Quando deixei minha cidade pra estudar na capital, o cinema já estava fechando as portas, a construção histórica apresentava os sinais da idade, e as más políticas em todas as esferas de poder jamais se dignaram cuidados e interesses patrimoniais nessa questão, como ocorre reiterada e imensamente neste solo brasilis por toda parte, e a coisa toda veio abaixo recentemente, para tristeza de todos que passavam pelo local e viam, não mais o cinema em funcionamento, mas ao menos a fachada histórica que já era um dos retratos mais característicos da pequena e saudosa cidade "do Alegre", minha querida terra natal.
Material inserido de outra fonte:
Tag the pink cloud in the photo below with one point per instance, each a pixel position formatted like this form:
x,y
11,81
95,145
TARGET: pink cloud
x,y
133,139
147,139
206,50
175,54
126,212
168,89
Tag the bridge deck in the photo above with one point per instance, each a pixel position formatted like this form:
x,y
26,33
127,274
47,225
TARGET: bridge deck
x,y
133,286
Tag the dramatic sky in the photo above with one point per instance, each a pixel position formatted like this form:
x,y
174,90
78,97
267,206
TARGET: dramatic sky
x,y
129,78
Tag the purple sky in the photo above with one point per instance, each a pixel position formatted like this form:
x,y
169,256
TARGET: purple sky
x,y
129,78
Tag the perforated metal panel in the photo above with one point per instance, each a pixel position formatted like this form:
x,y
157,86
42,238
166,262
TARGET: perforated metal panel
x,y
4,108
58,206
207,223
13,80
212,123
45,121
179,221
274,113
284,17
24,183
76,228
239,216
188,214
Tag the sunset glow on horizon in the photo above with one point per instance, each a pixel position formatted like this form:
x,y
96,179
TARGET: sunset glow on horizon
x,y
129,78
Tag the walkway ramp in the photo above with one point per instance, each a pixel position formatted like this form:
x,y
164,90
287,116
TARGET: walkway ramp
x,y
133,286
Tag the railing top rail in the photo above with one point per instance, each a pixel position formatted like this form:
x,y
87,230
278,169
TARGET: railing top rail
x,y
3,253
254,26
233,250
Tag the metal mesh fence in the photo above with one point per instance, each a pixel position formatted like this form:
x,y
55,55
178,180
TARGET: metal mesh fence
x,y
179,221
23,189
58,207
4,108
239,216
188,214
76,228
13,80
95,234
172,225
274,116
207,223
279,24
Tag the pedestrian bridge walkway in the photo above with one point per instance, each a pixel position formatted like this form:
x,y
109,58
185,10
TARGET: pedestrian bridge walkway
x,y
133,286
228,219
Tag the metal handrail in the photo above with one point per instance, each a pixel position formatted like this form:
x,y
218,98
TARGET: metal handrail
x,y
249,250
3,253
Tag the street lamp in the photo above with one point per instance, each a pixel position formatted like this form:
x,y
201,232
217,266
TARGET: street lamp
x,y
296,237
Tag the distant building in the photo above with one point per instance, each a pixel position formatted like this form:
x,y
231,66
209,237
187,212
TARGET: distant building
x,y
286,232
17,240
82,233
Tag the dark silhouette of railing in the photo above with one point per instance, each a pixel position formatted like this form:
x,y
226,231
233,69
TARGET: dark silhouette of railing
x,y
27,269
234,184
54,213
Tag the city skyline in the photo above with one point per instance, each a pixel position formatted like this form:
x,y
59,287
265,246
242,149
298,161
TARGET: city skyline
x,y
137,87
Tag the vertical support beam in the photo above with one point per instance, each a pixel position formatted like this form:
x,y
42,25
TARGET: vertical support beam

Quem sabe o que virá no lugar, daqui a uns tempos? Segundo me informam os amigos de lá, hoje é apenas mais um lote abrigando ratos e mato próximo às margens do rio que corta ao meio a cidade. Algum Eike Batista da vida certamente surgirá daí a uns tempos pra reivindicar de alguma maneira  sua posse, seja comprando barato o que não tem preço, seja propondo mais um "milagre" de urbanismo para nossas tristes misérias urbanas, enfim, o espaço imaginário, espiritual, artístico, humano que aquele cinema ocupou, pelo visto jamais poderá ser ocupado por qualquer outra coisa nos nossos tristes dias contemporâneos.

No filme famoso do "Cinema Paradiso", mesmo depois de um trágico incêndio que põe tudo abaixo, surge um herói benfeitor que por sua conta e risco resolve retornar a arte ao que era antes, dando novamente uma chance à felicidade. Gostaria de acreditar nisso, mas algo me diz que vivemos por aqui uma vida sem heróis...

De meu lado, só tenho a agradecer : Obrigado por tudo, meu querido "Cine Paradiso do Alegre".